Now for something entirely different!
When I get a lift to go to the big supermarket in another town, I’m suddenly aware that there are pictures of whales on the freezer cabinet. I look closer and see lumps of frozen whale meat in vac-packs. I can’t say that I’ve ever seen whale for sale anywhere before, ever! I can’t resist taking a picture of it. So, this is where it eventually ends up. In little towns and villages, in the freezer section.

Later, when we are about to leave the supermarket, someone says to me that they saw me taking pictures of the freezer section with the whale meat in it.
Why?
I say that whaling isn’t approved of in Australia. We stopped doing it 40 years ago. They know precisely what I’m saying and put their hands over their mouths in a shy embarrassed sort of way. Oh yes! Australia doesn’t like it. With that, they let it pass.
I’m pretty sure that they know that Australia took Japan to Court and won the case.

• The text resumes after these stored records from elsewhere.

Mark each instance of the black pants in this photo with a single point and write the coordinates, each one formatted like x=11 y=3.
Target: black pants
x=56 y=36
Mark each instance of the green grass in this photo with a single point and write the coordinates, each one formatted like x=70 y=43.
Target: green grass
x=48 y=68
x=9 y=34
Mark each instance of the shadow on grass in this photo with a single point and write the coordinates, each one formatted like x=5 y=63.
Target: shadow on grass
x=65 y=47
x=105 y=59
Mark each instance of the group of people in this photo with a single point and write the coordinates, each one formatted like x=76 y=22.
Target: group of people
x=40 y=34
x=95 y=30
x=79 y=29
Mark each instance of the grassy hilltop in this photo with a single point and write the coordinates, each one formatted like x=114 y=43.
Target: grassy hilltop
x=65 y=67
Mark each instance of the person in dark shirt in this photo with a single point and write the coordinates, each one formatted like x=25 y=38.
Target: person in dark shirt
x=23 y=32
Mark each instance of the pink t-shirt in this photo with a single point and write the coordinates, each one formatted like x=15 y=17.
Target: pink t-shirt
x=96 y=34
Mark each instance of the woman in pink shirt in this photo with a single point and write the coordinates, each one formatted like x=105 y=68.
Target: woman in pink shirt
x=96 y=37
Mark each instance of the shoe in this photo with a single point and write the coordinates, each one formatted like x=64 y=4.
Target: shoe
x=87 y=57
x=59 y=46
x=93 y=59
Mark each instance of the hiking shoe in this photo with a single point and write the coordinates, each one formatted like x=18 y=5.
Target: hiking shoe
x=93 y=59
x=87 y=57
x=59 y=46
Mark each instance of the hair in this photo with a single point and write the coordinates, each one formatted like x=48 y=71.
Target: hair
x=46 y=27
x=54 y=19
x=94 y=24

A little bit embarrassing for them, but they brought up the subject not me. Japan then withdrew from the court and refused to recognise the decision. They have been ostracised and have decided to go it alone. An environmental pariah. It was made clear in the legal case evidence, that there isn’t and never was, any scientific basis for killing hundreds of minke whales each year. It was just an embarrassing lie, and they have been caught out. Where does the conversation go from here? It doesn’t!

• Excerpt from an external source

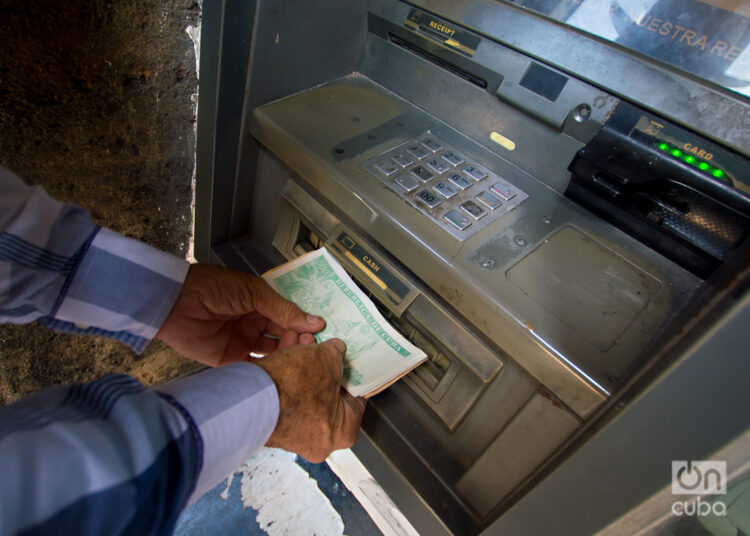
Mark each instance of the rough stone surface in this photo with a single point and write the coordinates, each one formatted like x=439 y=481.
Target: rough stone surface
x=96 y=105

The Japanese government obviously decided that there was more political mileage to be made by going feral and pleasing its political backers with this unjustified whale slaughter circus, than there was in being a good global citizen. Even if it is all done at a loss and isn’t universally popular. We both probably know that there isn’t any profit in whaling. As I understand the situation, no company wants to fund it, to take the financial risk. It is entirely funded by the government, simply because it’s a loss-making operation. The decision is completely political. It’s desecration at a loss, funded by the political interests. We both decide to let it pass at that and we make our way out of the market. My own position on this is that Japan is an independent country and can probably do as it likes. As it is doing. However, they should be brave enough to tell the truth about it and not lie about the fake science.

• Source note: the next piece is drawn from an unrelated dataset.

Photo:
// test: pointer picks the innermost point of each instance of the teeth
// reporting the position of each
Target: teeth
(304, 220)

Our time is up now and we have finished our time here. I crush all of my pots that were not good enough make the cut. About 50% of what I have made here this time. I burn my poetry. I clean up my wheel. I dry all of my turnings. I pack them into strong plastic bags and pack them securely into strong cardboard boxes and post them back to Australia. I’ll see them again after 2 months spent at sea in the cheap surface to surface mail system. It’s so much cheaper to post dry turnings than fresh wet plastic clay with 30% water content. We have perfectly good water back home in Australia to make good clay from these dry fragments. They may yet have another life?

As we catch the train out of Arita, I see the fields of over-winter barley are being harvested now. They were looking very ripe and going to head when we trained into here 5 weeks ago. The stubble is being ploughed in in preparation for the next crop. The other fallow fields are being flooded and ploughed ready for the next rice crop. The weeds and purple flowering, nitrogen-fixing ‘vetch’ that has been allowed to grow in the fallow period needs to be turned in as a green manure. It all looks good from the window of the train as we speed by.

When I was here 8 months ago the rice was being harvested, now it’s the early, over-wintered’ barly coming in, with the summer rice being planted.
The circle of life turns. I suddenly feel the need to get back to my own garden and do all of the weeding and planting that I know will now be needing to be done. Annabelle Slougette has been working in our pottery and keeping the place under care-and-maintenance for the past 5 weeks.
I can hardly wait to get home, now that I’m starting on the way back. I’m consoled by the beautiful bento box lunch on the train. It helps!